Unfortunately, we could not give a positive answer to this question. However, the following proposition illustrates that such an assumption prevents the existence of a large class of meromorphic functions. In particular, it shows that any meromorphic solution to (1.4) must be periodic and cannot possess any Borel exceptional value.

Proposition 3.3. Let f be a meromorphic function of hyper-order $\rho _{2}(f)<1$ , and let $h\in \mathcal {S}(f)$ with two Borel exceptional values $d\in \mathbb {C}$ and $\infty $ . If f satisfies (1.4), then $p=3$ and the following assertions hold:

1. (1) $h=e^{az+b}+d$ , where $a,b$ are constants with $e^{ac}=1$ and $d\neq 0$ ;

2. (2) f is periodic and satisfies the equation

   $$ \begin{align*} f(z)^3=\pi(z)\exp\bigg( \frac{\log(-1)}{c}z\bigg) +\frac{1}{2}( e^{az+b}+d) , \end{align*} $$
   where $\pi $ is a c-periodic meromorphic function such that
   $$ \begin{align*}\lim\limits_{\substack{r\to \infty\\ r\not\in E}}\frac{T(r,\pi)}{r}=\infty,\end{align*} $$
   where E is an exceptional set of finite linear measure;

3. (3) $T(r,f)=\overline {N}(r,f)+S(r,f)$ ;

4. (4) $T(r,f)=\overline {N}(r,1/f)+S(r,f)$ . In addition, for any $\alpha \in \mathcal {S}(f)$ that does not satisfy (1.4),

   $$ \begin{align*} T(r,f)=N\bigg( r,\frac{1}{f-\alpha}\bigg) +S(r,f). \end{align*} $$

Proof of Proposition 3.3.

Assuming the existence of a meromorphic function f that satisfies (1.4), we infer from Theorem 1.1 and [2, Theorem 2] that $p=3$ and $d\neq 0$ .
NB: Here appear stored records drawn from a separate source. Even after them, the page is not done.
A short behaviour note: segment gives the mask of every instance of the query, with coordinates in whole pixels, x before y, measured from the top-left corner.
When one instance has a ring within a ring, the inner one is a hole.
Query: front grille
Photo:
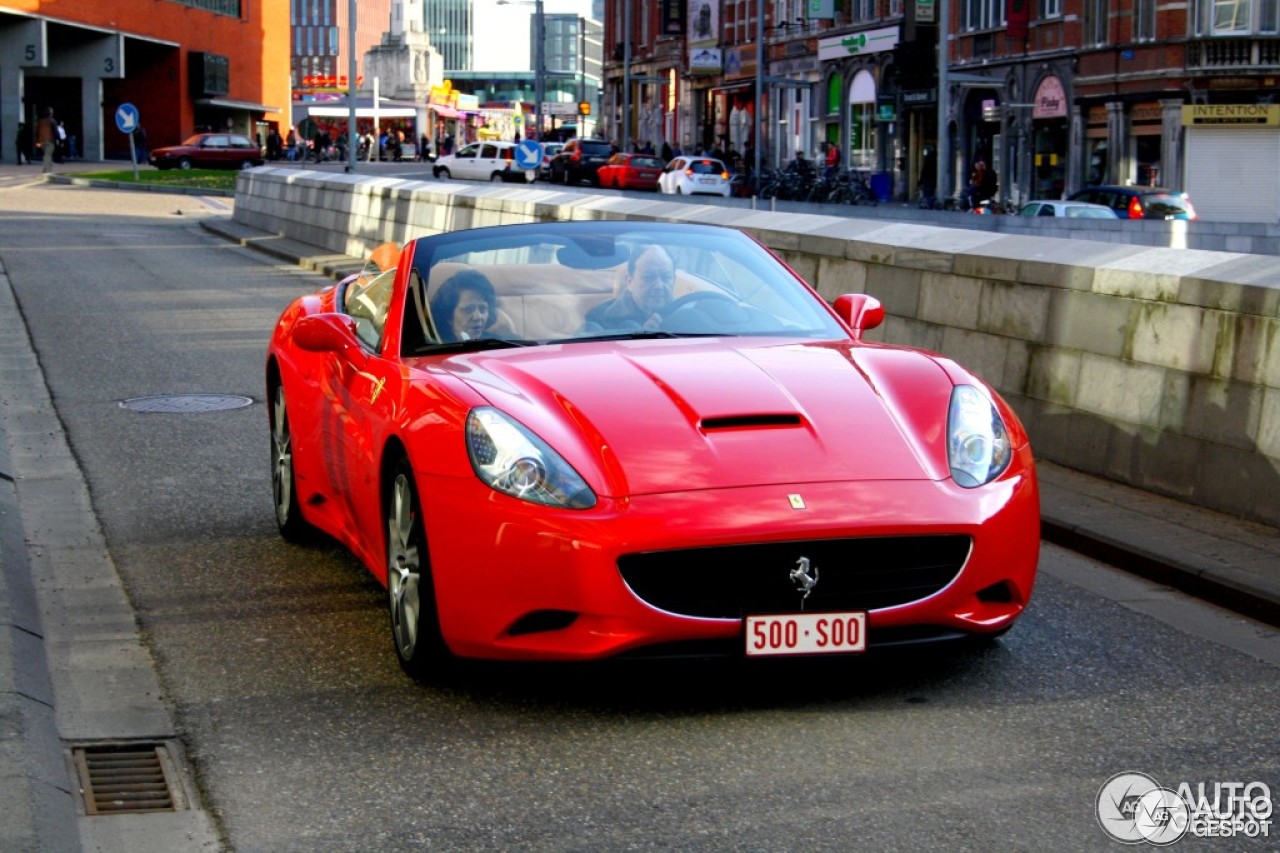
[[[618,570],[637,596],[660,610],[738,619],[800,610],[791,571],[808,558],[817,583],[805,610],[879,610],[943,589],[964,567],[970,547],[969,537],[959,535],[768,542],[627,554]]]

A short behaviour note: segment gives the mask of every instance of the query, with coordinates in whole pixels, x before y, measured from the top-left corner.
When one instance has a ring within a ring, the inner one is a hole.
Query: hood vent
[[[724,415],[718,418],[703,418],[703,432],[716,432],[727,429],[762,429],[770,427],[798,427],[800,416],[783,415]]]

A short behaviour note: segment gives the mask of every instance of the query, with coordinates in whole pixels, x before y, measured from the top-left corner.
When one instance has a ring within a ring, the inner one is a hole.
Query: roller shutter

Following the reasoning in the beginning of the proof of [2, Theorem 2] (see [2, page 6]), we conclude that h is periodic with period c and, consequently, $f^3$ is periodic with period $2c$ . Now, recall that h has two Borel exceptional values $d\neq 0$ and $\infty $ . Then we have the representation

$$ \begin{align*}h(z)=\pi(z)e^{P(z)}+d,\end{align*} $$

where P is an entire function, $\pi $ a meromorphic function of finite order and

$$ \begin{align*}\rho_{2}(h)=\rho_2(e^P)=\rho(P)<1.\end{align*} $$

Making use of the periodicity of h and [18, Proposition 3.1], we see that P must be a polynomial. If $\deg P\geq 2$ , then by [18, Proposition 3.1], we have $\rho (\pi )\geq \deg P$ . However,

$$ \begin{align*} \rho(\pi)=\lambda(h-d)<\rho(h)=\deg P, \end{align*} $$

which is a contradiction. Hence, $\deg P=1$ and $\pi $ has an order less than one. Using [18, Remark 3.1], we observe that $\pi $ is a constant. Therefore, $h\equiv e^{az+b}+d,$ where $a,b$ are constants with $e^{ac}=1$ . This proves assertion (1).

Now, noting that $\tfrac 12h$ is a particular solution to the difference equation

(3.1) $$ \begin{align} g(z)+g(z+c)=h(z) \end{align} $$

and making use of the theory of difference equations in the complex domain [15, Ch. 7], we deduce that the general solution to (3.1) takes the form

$$ \begin{align*} g(z)=\pi(z)\exp\bigg( \frac{\log(-1)}{c}z\bigg) +\frac{1}{2}h(z), \end{align*} $$

where $\pi $ is a c-periodic meromorphic function. Therefore, assertion (2) follows by considering $g=f^3$ and $h\equiv e^{az+b}+d$ .

Next, since $h\in \mathcal {S}(f)$ , according to [11, Lemma 1], we derive assertion (3). Additionally, by employing Nevanlinna’s second main theorem,

$$ \begin{align*} T(r,f^3)&\leq \overline{N}(r,f^3)+\overline{N}\bigg( r,\frac{1}{f^3}\bigg) + \overline{N}\bigg( r,\frac{1}{f^3-h}\bigg) +S(r,f)\nonumber\\ &\leq 2T(r,f)+\overline{N}\bigg( r,\frac{1}{f_c^3}\bigg)+S(r,f).\nonumber \end{align*} $$

From this and [12, Lemma 1.2.10], we conclude the first part of assertion (4). The last part of assertion (4) is a direct consequence of [9, Lemma 2.2].